O Governo Federal lançou o Plano Safra 2026/2027, destinando R$ 525,1 bilhões para
impulsionar a agricultura empresarial. O programa amplia o acesso ao crédito,
fortalece investimentos em tecnologia e reforça a competitividade do agronegócio
brasileiro.
Além do financiamento da produção, um dos grandes destaques é o incentivo à
inovação, demonstrando que ciência, pesquisa e desenvolvimento continuam sendo
pilares para o crescimento do setor.
Mais investimentos para modernizar o campo: R$ 384,9 bilhões serão destinados ao
custeio e comercialização da produção, enquanto R$ 140,2 bilhões serão aplicados em
investimentos como irrigação, armazenagem, recuperação de áreas, aquisição de
máquinas e incorporação de novas tecnologias.
Outro destaque é a linha de R$ 10 bilhões, operada pela Finep com recursos do FNDCT,
destinada à aquisição de máquinas e equipamentos modernos, incentivando a
modernização do campo e o fortalecimento da indústria nacional.
A agricultura moderna depende cada vez mais de inovação.

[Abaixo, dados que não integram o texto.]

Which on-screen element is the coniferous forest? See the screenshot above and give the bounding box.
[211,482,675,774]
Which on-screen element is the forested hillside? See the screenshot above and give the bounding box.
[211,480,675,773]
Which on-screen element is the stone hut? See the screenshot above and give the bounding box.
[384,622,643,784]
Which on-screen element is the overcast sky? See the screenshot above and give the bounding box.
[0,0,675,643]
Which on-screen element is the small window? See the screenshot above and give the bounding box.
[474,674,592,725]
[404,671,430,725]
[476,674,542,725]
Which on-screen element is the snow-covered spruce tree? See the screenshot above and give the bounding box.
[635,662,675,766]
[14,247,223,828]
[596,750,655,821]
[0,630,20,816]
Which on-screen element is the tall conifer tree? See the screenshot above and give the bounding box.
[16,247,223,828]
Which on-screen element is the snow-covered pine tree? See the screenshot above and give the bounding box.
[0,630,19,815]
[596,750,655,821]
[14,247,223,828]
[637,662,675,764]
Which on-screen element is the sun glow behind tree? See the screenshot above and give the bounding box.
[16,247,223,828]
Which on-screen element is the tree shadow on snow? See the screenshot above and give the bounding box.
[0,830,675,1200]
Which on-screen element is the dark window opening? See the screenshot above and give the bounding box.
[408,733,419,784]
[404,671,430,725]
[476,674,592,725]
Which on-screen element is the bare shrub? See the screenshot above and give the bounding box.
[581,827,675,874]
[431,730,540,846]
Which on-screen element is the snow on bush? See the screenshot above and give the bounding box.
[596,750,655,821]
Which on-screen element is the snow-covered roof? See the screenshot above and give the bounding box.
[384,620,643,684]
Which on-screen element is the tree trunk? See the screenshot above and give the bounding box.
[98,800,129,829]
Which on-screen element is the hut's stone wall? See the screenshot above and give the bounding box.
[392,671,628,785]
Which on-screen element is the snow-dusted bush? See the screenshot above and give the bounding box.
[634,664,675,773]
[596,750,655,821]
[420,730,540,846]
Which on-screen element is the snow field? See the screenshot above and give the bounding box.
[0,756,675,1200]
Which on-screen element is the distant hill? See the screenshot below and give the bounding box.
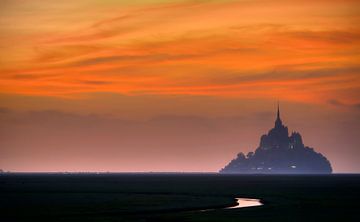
[220,107,332,174]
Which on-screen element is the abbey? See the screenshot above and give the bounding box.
[220,106,332,174]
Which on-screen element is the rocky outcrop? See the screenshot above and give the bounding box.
[220,105,332,174]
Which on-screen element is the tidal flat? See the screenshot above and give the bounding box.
[0,173,360,222]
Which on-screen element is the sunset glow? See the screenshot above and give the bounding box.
[0,0,360,172]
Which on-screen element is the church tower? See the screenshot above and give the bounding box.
[275,103,283,128]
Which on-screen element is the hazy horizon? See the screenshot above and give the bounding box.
[0,0,360,173]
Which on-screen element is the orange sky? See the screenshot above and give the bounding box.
[0,0,360,172]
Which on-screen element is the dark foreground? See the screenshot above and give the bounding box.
[0,174,360,222]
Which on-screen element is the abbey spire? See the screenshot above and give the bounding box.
[275,102,282,128]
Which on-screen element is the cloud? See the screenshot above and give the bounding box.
[328,99,360,109]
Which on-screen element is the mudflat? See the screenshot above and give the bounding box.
[0,173,360,222]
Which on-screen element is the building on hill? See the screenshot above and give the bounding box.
[220,106,332,174]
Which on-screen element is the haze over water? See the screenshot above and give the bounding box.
[0,0,360,173]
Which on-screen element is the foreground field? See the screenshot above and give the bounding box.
[0,174,360,222]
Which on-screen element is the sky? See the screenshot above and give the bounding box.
[0,0,360,173]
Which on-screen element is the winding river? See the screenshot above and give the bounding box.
[200,197,263,212]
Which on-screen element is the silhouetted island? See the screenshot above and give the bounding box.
[220,106,332,174]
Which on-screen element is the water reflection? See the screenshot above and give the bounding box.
[225,198,263,209]
[200,198,263,212]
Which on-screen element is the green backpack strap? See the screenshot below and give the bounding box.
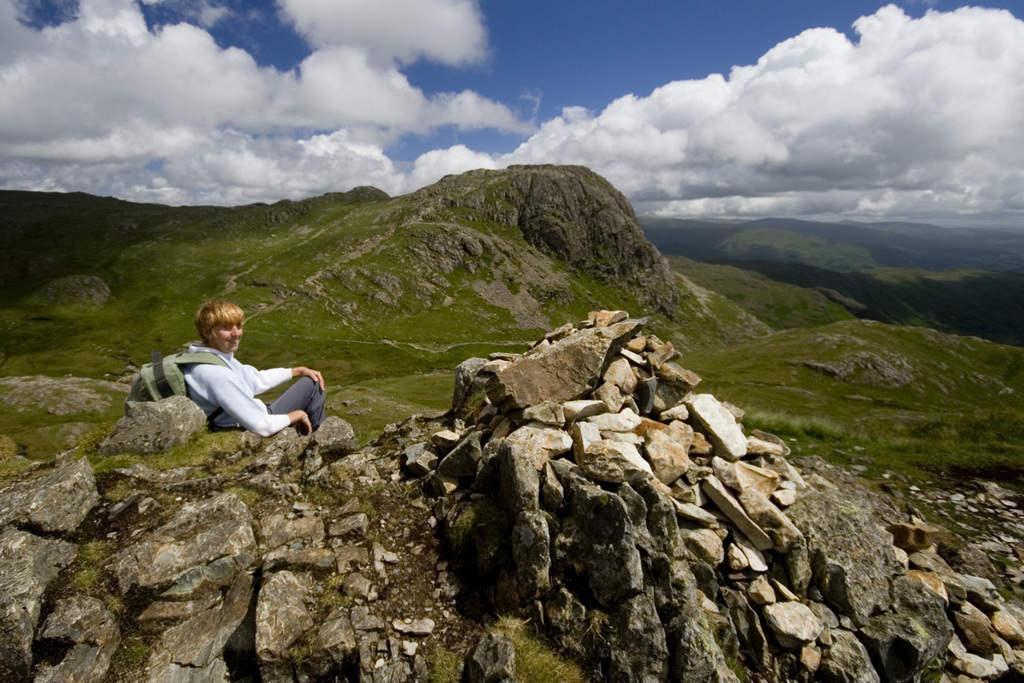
[171,351,227,425]
[150,351,174,398]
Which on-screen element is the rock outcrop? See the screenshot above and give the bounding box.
[0,311,1024,683]
[419,165,680,316]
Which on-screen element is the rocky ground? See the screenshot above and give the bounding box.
[0,311,1024,683]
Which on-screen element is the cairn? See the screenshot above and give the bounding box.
[403,311,1018,681]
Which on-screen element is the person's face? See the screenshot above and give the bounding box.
[206,325,242,353]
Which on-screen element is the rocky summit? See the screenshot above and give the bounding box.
[0,311,1024,683]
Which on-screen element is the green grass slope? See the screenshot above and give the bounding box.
[0,170,768,457]
[716,261,1024,346]
[667,256,854,330]
[640,217,1024,273]
[683,321,1024,483]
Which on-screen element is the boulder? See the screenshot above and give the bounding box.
[256,570,311,663]
[577,439,651,483]
[34,595,121,683]
[786,489,902,626]
[817,629,881,683]
[686,393,746,462]
[608,593,669,683]
[505,422,572,471]
[486,321,643,408]
[148,571,253,680]
[310,415,357,460]
[498,440,541,518]
[96,396,206,456]
[110,493,257,592]
[644,430,690,484]
[437,432,483,482]
[452,358,490,416]
[764,602,824,649]
[700,475,775,550]
[512,510,551,600]
[0,458,99,533]
[462,633,516,683]
[555,474,644,610]
[860,577,953,683]
[0,526,77,681]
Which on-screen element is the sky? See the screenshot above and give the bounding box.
[0,0,1024,227]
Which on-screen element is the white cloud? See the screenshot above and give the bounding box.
[0,0,528,204]
[502,6,1024,224]
[409,144,497,187]
[0,0,1024,227]
[278,0,486,66]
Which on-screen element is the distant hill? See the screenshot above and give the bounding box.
[0,167,770,453]
[640,217,1024,273]
[0,166,1024,467]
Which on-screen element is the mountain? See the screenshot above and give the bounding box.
[0,167,768,453]
[0,166,1024,681]
[6,166,1024,475]
[642,218,1024,346]
[641,217,1024,273]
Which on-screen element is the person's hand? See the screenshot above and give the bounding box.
[292,366,326,391]
[288,411,313,436]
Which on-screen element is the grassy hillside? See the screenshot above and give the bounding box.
[0,176,768,456]
[685,321,1024,485]
[0,169,1024,491]
[668,256,855,330]
[641,217,1024,273]
[712,261,1024,346]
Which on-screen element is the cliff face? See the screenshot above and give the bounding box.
[419,165,679,316]
[0,311,1024,683]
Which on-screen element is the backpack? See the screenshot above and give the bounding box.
[126,351,227,405]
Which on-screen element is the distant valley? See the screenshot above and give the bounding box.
[6,166,1024,485]
[640,218,1024,346]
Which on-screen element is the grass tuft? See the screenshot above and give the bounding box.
[493,616,586,683]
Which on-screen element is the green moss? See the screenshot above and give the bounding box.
[427,648,462,683]
[492,616,586,683]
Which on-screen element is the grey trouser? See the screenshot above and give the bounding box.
[267,377,324,430]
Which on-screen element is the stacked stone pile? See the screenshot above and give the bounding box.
[0,311,1024,683]
[403,311,1024,681]
[0,417,481,683]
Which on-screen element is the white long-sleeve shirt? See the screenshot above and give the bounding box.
[182,344,292,436]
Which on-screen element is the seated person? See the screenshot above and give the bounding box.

Tecnologias como
agricultura de precisão, inteligência artificial, sensores, drones, automação e softwares
de gestão aumentam a produtividade, reduzem custos e tornam o setor mais
competitivo.
Enquanto o Plano Safra facilita o acesso ao crédito para investimentos, a Lei do Bem
(Lei nº 11.196/2005) concede incentivos fiscais às empresas que investem em
Pesquisa, Desenvolvimento e Inovação (PD&I;). Dependendo do projeto, empresas
podem obter deduções fiscais e outros benefícios relacionados aos investimentos em
inovação.
A combinação entre crédito, inovação e incentivos fiscais cria um ambiente favorável
para empresas que desejam crescer, aumentar sua produtividade e desenvolver novas
tecnologias. Investir em inovação tornou-se um diferencial estratégico para o
agronegócio e para a indústria brasileira.